When evaluating at these edges, substitute values directly into \( f(x, y) = x^2 + y^2 \). It reveals that each of these edges reaches the value 2 at specific points like \( (1, 1) \), given the corners share the maximum distances from zero within the constraints.This boundary evaluation is crucial since the function's extremum might not only be within the interior but also along or at the endpoints of the domain's boundary.

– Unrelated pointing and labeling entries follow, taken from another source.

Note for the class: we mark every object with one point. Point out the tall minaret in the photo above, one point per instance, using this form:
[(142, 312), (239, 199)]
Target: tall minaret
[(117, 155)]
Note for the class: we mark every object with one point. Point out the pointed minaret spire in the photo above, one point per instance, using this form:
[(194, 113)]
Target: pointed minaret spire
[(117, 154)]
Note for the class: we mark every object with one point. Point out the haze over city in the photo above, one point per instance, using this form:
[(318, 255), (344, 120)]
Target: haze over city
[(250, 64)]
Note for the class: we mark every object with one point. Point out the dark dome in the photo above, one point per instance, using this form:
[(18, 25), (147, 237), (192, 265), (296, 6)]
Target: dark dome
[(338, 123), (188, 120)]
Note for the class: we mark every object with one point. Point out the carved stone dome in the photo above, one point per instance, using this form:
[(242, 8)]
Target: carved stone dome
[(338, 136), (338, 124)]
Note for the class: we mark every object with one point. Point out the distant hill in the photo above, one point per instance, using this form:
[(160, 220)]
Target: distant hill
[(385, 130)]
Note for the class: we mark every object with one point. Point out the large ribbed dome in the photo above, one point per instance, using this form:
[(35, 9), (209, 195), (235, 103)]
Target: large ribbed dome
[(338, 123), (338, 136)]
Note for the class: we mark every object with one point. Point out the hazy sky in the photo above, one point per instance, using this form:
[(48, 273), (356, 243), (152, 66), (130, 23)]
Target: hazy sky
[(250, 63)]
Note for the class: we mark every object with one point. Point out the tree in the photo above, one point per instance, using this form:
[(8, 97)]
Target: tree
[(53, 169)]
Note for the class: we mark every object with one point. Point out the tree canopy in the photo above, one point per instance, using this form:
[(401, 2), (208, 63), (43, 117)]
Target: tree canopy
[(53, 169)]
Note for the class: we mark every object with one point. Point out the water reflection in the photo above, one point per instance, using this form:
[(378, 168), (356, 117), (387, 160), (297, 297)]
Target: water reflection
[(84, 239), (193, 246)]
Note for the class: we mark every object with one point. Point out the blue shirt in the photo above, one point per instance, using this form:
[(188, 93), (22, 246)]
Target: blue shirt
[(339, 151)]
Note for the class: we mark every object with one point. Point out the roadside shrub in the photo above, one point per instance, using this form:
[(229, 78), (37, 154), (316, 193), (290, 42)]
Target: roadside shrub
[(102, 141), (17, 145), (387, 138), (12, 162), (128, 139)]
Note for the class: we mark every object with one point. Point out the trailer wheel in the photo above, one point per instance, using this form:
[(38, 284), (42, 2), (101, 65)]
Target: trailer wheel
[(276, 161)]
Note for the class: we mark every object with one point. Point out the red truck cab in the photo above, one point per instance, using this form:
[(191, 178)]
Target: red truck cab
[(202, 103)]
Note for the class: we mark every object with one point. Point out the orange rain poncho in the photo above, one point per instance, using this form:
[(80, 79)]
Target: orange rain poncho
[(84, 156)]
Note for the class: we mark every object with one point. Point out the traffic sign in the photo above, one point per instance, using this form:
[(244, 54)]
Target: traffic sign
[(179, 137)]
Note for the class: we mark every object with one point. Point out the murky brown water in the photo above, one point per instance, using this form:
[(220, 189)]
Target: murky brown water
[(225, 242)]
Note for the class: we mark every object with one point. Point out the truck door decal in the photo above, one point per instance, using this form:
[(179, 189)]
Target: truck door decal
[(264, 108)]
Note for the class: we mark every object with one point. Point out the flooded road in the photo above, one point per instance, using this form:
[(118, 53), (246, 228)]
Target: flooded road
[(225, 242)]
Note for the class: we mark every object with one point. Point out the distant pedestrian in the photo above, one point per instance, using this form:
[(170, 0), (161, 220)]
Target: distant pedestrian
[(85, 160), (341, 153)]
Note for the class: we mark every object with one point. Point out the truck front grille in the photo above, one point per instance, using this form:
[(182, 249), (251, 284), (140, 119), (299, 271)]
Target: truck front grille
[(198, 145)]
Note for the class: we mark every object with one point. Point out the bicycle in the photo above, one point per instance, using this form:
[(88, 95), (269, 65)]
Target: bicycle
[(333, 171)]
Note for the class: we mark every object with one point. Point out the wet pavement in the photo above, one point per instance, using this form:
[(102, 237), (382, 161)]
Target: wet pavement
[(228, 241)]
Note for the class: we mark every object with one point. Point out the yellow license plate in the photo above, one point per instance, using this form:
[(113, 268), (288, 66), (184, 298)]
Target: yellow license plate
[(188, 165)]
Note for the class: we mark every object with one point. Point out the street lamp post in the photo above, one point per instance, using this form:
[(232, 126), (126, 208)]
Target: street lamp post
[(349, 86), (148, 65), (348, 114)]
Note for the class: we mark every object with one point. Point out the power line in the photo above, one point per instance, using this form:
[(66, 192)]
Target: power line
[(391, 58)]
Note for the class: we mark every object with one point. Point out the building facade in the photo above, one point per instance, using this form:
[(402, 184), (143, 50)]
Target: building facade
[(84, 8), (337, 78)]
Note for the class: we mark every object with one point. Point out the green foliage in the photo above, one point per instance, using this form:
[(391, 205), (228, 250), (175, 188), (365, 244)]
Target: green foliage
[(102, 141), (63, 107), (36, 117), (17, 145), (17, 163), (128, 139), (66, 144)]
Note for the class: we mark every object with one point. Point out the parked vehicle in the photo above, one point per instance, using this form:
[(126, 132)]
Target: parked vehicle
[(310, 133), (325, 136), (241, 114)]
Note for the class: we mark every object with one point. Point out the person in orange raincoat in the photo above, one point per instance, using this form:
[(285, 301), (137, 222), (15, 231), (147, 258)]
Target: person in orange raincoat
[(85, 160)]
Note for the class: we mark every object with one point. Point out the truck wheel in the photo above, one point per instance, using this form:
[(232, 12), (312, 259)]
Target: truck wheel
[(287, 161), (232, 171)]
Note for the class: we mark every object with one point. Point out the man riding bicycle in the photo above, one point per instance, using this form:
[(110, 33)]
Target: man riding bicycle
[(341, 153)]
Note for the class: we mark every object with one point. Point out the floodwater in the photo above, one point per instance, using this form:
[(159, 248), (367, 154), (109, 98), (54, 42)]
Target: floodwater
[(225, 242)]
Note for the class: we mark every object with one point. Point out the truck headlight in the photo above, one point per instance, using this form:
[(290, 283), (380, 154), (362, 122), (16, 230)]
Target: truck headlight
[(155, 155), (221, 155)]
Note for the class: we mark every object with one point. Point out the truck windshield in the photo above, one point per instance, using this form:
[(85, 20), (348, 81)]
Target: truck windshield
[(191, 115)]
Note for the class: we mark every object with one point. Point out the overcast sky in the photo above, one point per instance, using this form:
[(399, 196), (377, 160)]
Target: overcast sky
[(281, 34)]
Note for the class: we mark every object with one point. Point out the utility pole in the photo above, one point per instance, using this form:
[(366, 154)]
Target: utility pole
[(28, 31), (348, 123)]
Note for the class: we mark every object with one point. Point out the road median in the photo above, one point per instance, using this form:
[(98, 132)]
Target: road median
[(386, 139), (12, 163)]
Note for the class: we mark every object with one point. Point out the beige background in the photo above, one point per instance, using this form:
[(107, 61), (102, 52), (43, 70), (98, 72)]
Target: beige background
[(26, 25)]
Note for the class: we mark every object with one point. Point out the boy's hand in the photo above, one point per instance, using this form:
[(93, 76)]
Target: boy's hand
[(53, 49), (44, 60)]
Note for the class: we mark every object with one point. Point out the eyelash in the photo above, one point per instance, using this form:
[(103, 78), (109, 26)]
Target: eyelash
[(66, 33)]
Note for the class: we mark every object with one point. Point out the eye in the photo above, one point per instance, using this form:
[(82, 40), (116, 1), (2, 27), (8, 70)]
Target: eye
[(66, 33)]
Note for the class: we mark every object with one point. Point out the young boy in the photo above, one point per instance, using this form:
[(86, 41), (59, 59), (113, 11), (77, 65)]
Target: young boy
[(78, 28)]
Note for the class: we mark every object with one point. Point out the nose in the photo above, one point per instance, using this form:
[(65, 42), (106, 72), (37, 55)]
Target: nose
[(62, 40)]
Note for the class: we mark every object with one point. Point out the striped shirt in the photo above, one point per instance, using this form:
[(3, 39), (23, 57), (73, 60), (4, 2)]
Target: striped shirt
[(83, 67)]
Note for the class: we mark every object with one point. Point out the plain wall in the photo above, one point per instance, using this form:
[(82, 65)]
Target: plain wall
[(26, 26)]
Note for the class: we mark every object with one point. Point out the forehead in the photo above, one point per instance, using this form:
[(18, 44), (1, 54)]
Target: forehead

Absolute Maxima and Minima
An absolute maximum or minimum is the highest or lowest point the function reaches over its entire domain, respectively. We've previously identified our critical point at \( (0, 0) \), with a function value of 0. This is called the absolute minimum since no lower values exist for this function within its defined domain.In contrast, by evaluating on the domain’s boundary, we found the maximum function value at 2, occurring at the corners \((-1, -1)\), \((-1, 1)\), \((1, -1)\), and \((1, 1)\).Some highlights to understand:
  • The highest value, "maximum," is 2 on the boundary, and it doesn’t get better within the domain.
  • The lowest value, "minimum," is 0, an occurrence at \( (0, 0) \) as internally calculated.
Recognizing these points is important for correctly identifying where and how a function behaves in its entirety, which is the essence of optimization. Properly evaluating both critical points and boundaries paints the full picture of function extremity.